Thursday 28 March 2024

Learning the LINGO

LINGO is a simple similarity measure for SMILES strings, based on shared n-grams between the strings themselves. In many respects the relationship between an ECFP4 fingerprint and a molecule is equivalent to the relationship between a LINGO and a SMILES string.

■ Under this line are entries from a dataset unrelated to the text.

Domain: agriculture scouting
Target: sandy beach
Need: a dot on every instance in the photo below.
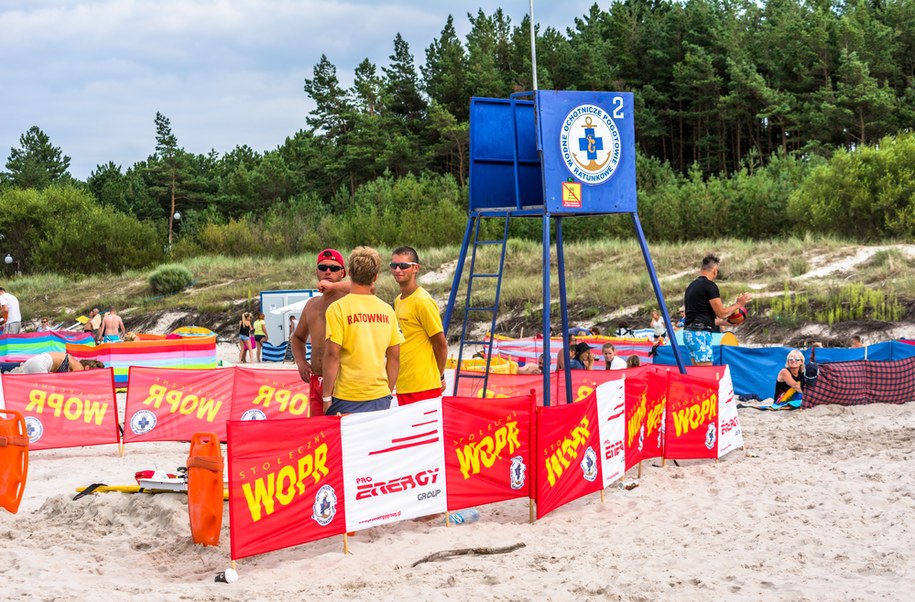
(823, 512)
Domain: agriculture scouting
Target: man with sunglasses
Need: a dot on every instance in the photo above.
(362, 351)
(424, 351)
(705, 311)
(330, 269)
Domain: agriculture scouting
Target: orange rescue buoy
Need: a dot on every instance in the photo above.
(204, 488)
(14, 459)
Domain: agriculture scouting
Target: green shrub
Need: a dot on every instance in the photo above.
(170, 278)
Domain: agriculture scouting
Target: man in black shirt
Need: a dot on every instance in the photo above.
(703, 306)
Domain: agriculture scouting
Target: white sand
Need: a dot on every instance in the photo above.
(824, 513)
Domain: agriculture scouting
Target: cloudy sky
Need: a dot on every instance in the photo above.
(92, 73)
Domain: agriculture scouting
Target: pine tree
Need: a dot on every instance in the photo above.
(37, 164)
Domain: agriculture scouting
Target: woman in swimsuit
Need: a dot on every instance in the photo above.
(245, 329)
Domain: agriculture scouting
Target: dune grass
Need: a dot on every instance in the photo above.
(602, 277)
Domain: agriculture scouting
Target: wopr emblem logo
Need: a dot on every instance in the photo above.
(253, 414)
(33, 428)
(517, 472)
(710, 436)
(589, 465)
(590, 144)
(142, 422)
(325, 507)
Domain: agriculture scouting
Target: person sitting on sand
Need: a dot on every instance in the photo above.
(791, 377)
(581, 357)
(57, 361)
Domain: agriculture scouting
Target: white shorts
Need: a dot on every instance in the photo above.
(40, 364)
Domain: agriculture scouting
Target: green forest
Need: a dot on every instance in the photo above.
(753, 120)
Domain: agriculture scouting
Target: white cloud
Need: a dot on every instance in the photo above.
(93, 73)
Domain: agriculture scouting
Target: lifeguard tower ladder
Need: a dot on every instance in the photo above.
(548, 155)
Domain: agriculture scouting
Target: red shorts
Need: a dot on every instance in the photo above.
(315, 395)
(404, 399)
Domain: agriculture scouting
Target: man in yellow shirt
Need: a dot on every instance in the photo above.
(425, 350)
(362, 343)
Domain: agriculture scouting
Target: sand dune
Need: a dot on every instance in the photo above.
(823, 513)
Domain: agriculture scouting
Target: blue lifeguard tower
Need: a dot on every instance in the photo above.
(548, 155)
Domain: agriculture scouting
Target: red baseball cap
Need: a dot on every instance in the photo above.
(333, 255)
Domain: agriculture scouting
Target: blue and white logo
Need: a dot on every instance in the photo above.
(518, 471)
(710, 435)
(590, 144)
(142, 422)
(325, 506)
(589, 465)
(33, 428)
(254, 414)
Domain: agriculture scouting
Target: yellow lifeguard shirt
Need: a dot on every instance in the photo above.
(419, 319)
(364, 326)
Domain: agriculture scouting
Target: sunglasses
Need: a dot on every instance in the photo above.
(329, 268)
(401, 265)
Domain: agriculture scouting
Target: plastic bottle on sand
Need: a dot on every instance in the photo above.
(466, 516)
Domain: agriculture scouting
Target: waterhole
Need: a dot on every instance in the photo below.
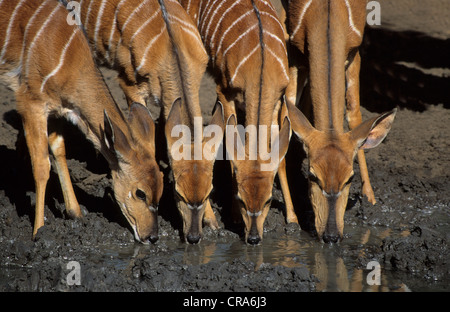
(338, 267)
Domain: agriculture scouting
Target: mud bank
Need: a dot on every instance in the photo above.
(406, 232)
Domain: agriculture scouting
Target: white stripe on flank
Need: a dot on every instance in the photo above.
(99, 22)
(212, 18)
(188, 28)
(242, 62)
(61, 60)
(144, 24)
(236, 41)
(278, 59)
(350, 19)
(8, 30)
(30, 22)
(88, 13)
(300, 19)
(205, 16)
(274, 18)
(144, 56)
(220, 21)
(231, 26)
(130, 17)
(188, 7)
(276, 38)
(36, 37)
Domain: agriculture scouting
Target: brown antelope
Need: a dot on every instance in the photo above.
(49, 66)
(326, 35)
(159, 55)
(244, 40)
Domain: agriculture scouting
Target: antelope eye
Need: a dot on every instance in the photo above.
(313, 178)
(349, 180)
(141, 195)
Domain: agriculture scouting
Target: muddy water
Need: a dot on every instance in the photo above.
(336, 267)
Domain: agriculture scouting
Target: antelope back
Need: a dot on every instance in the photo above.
(47, 61)
(160, 56)
(327, 34)
(154, 46)
(245, 43)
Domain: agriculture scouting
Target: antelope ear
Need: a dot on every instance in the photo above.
(299, 123)
(115, 140)
(174, 119)
(216, 126)
(284, 137)
(233, 139)
(141, 124)
(372, 132)
(217, 116)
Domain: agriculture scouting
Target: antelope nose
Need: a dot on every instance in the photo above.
(253, 239)
(153, 238)
(193, 238)
(330, 238)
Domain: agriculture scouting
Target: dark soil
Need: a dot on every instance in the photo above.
(405, 65)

While it has obvious drawbacks, its charm lies in its ease of calculation which lends itself to high-speed implementations by some very clever people (Haque/Pande/Walters, Grant...Sayle).

I'm not going to add an entry to that canon, but I recently realised that the Counter class in Python supports union and intersection, which makes it just perfect for an elegant implementation in Python:

import itertools
import collections

from mtokenize import tokenize

def sliding_window(iterable, n):
    """Collect data into overlapping fixed-length chunks or blocks
    This is one of the recipes in the itertools documentation.

    >>> ["".join(x) for x in sliding_window('ABCDEFG', 4)]
    ['ABCD', 'BCDE', 'CDEF', 'DEFG']
    """
    it = iter(iterable)
    window = collections.deque(itertools.islice(it, n-1), maxlen=n)
    for x in it:
        window.append(x)
        yield tuple(window)

def lingo(seqA, seqB):
    """Implement a 'count' version of LINGO given tokenized SMILES strings"""
    counts = [collections.Counter(sliding_window(seq, 4)) for seq in [seqA, seqB]]
    intersection = counts[0] & counts[1]
    union = counts[0] | counts[1]
    tanimoto = len(intersection)/len(union)
    return tanimoto

if __name__ == "__main__":
    import doctest
    doctest.testmod()

    smiA = "c1ccccc1C(=O)Cl"
    smiB = "c1ccccc1C(=O)N"
    print(lingo(tokenize(smiA), tokenize(smiB)))
For 'mtokenize' I used code for tokenizing SMILES from the last blogpost. As an aside, try renaming mtokenize.py to tokenize.py and making the corresponding change to the import statement. See how long it takes you to work out why this causes an error :-).